Por ello, es importante escoger el momento perfecto para su puesta en escena y saber cómo presentarlos como un elemento indispensable para ver una película o tener una sensación de presencia al hablar con una persona a distancia. Estas nuevas vías de uso son sólo algunas de las que han propuesto las empresas desarrolladoras para conseguir un espacio propio en otros ámbitos más allá del ocio. Algo que ya ha demostrado la Machine to Be Another (máquina para ser otro), una iniciativa que utiliza la realidad virtual para “ponerse en la piel” de otra persona y despertar la empatía por ella y así comprenderla mejor. Esta “máquina” emplea realidad virtual pero también sensores táctiles y motores, con los que intenta hacer creer que se está en el cuerpo de otra persona de diferente sexo, edad, raza o cultura. Está hecha con código abierto y se está usando para la resolución de conflictos, en casos de violencia de género, en una investigación científica sobre la tolerancia del dolor y para el diseño de prototipos que permitan diagnosticar enfermedades mentales como la anorexia. 

Asimismo, la realidad virtual también se está utilizando para la rehabilitación física, ocular y neurológica a través de Glove1, un guante háptico inalámbrico. Este dispositivo se ha desarrollado dentro de nuestras fronteras, en Almería, y cuenta con una precisión milimétrica que permite tocar, agarrar, lanzar y sentir las texturas de los distintos objetos que aparezcan en el videojuego “Ambliok”. Mediante el juego de “matar marcianitos” se consigue entrenar el ojo vago y rehabilitar procesos complejos neurológicos. 

En este mismo campo encontramos a la ya mencionada Virtualware.

 Esta empresa española ha creado un software para aplicar la realidad aumentada a la neurorrehabilitación de las personas que han sufrido un ictus o que padecen esclerosis, así como para trabajar las capacidades cognitivas de los mayores.
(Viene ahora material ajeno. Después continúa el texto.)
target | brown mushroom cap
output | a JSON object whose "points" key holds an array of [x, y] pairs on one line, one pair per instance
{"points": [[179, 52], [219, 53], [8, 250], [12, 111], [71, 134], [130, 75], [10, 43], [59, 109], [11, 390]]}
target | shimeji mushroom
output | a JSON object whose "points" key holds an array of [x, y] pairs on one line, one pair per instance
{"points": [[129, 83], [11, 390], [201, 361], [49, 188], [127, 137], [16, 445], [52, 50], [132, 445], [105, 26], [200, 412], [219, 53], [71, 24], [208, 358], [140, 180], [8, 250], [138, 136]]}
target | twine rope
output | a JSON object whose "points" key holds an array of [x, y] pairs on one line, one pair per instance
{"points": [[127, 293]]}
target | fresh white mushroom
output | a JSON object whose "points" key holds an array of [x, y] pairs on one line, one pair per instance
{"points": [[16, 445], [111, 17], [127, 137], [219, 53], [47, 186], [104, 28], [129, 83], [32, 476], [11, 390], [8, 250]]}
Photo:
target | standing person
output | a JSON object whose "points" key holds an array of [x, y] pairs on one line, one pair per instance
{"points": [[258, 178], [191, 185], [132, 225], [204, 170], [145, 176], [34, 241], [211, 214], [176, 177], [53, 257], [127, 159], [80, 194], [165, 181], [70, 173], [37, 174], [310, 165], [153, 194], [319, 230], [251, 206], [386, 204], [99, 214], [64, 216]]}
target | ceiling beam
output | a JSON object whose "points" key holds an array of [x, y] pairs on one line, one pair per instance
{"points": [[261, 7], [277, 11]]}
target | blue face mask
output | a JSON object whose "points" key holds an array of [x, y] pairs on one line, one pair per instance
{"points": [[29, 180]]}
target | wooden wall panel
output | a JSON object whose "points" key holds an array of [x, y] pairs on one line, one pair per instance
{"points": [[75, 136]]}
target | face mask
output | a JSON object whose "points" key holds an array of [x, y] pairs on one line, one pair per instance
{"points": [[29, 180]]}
Pero eso no es todo, porque Unai Extremo, el consejero delegado de esta compañía, afirma que también se está utilizando para tratar a personas que han protagonizado episodios de estrés postraumático o que padecen trastornos de ansiedad debido a fobias.

Futuro prometedor

Lo que está claro es que la clave del éxito es que la realidad virtual está asociada a la diversión, lo que hace que los pacientes se sientan motivados y avancen rápidamente en el tratamiento. 

A estas aplicaciones terapéuticas también se suman otros usos como el de enseñar a los bomberos a actuar en situaciones de emergencia e ayudar a los drogodependientes a vencer sus adicción. De lo que no hay duda es de que la realidad virtual es mucho más que un simple modo de mejorar nuestra experiencia en el juego.

Realidad Virtual Low Cost

Google apuesta por la realidad virtual asequible para todos los bolsillos con Google Cardboard. Se trata de un dispositivo de cartón muy fácil de utilizar. Únicamente hay que colocar nuestro móvil dentro de la caja, doblarla y mirar dentro para entrar en el mundo de la cartulina. 

Así funcionan las Google Cardboard

Es una experiencia de realidad virtual para que sólo es necesario tener la caja, un móvil y bajarte una de las aplicaciones que existen para ello. 

Cardboard google realidad virtual

Este ingenioso dispositivo ha sido utilizado por la firma automovilística sueca Volvo para que los asistentes al salón del automóvil de Los Ángeles pudieran conducir virtualmente uno de sus modelos.

Cine en realidad virtual

La realidad virtual ha fijado sus ojos en el cine. Su nuevo reto es introducirse en la gran pantalla, pero no se puede revolucionar una industria si no se produce contenido para ella. Por este motivo Oculus VR ha decidido ponerse manos a la obra y presentar Oculus Story Studios. 

La compañía de Facebook se centrará en la creación de contenidos audiovisuales para el VR cinema. 

Su primer proyecto se llama “Lost”, pero está trabajando paralelamente en otras iniciativas, como “Dear Angelica”, “Bullfighter”, “Henry” y dos películas más.